Study sheet for final exam

The final exam will be given on Tuesday, December 19, from 10:00 to 11:50 in room 513. The exam will be open book and open notes. It will be a cumulative exam, covering the entire semester, but it will emphasize the topics that were not covered on the mid-term. I will not ask about any material that I did not cover in class.

If you will be unable to take the exam at the scheduled time, or if you have two or more other exams scheduled for the same day, please let me know as soon as possible. If you feel you need to take an incomplete in the class, please consult with me as soon as possible, and no later than the last class meeting on Tue. December 12. If you do not let me know in advance, and you do not show up to the exam, I will allow you to take a make-up only if you missed the exam due to a medical problem or dire family emergency. In such a case you will be expected to take the make-up as soon as possible. Under no circumstances will I grant an extended incomplete in the course if you do not arrange it with me prior to December 12.

The solutions to the exam will be posted on the class web site immediately after the exam. The exams will be graded and the course grades computed within a few days of the exam. Send me email if you want to know your grade.

Topics on the final exam include:

You should know the following algorithms well and tbe able to carry them out on the exam: Depth-first search, breadth-first search, iterative deepening, hill-climbing, alpha-beta pruning, conversion of propositional sentences to CNF, Davis-Putnam, forward and backward chaining in Datalog, chart parsing, 1R, nearest neighbors, Naive Bayes, classification using perceptrons and feed-forward.

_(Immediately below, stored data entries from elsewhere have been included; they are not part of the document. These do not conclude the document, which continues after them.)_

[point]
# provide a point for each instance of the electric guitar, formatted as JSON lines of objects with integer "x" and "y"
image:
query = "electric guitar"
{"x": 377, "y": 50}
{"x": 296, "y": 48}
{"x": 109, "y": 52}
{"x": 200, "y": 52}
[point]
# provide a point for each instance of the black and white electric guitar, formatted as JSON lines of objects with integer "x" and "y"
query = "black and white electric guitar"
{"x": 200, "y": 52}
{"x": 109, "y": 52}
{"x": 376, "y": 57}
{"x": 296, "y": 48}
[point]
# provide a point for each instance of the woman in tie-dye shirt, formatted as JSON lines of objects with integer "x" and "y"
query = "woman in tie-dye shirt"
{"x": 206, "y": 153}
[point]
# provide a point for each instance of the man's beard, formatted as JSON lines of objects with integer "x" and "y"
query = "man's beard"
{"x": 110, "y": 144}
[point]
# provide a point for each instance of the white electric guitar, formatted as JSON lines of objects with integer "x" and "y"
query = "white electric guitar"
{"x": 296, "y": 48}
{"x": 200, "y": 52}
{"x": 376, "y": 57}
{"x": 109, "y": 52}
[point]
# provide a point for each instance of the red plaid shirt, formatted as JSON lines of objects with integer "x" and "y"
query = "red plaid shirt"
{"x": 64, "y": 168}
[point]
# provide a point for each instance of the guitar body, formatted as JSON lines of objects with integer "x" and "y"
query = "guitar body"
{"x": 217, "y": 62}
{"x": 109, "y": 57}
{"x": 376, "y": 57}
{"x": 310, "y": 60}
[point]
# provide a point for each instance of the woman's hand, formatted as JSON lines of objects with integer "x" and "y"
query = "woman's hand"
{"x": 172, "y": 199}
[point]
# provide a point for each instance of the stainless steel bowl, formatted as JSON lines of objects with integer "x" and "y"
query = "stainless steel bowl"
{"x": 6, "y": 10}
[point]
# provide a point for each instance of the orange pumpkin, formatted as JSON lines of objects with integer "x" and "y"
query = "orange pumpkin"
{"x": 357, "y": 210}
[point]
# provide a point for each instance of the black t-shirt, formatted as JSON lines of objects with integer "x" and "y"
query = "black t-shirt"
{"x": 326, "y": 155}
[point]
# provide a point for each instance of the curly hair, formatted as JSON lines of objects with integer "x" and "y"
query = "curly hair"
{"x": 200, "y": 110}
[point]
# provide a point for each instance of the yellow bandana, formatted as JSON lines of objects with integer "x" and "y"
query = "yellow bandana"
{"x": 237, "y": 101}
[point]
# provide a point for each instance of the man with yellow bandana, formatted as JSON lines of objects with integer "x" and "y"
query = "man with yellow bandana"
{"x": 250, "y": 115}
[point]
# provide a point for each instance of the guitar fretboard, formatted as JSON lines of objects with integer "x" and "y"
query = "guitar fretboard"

You should know the ID3 algorithms in detail and be able to carry out any aspect of the algorithm that does not depend on actually calculating entropies.

You should know the general structure and issues involved in the following algorithms, but you need not memorize the fine details: Perceptron learning, and back-propagation learning.

The following topics were discussed or will be discussed in class, but will not be on the final exam: Entropy, information theory, clustering, any material on planning that I discuss in the last two lectures.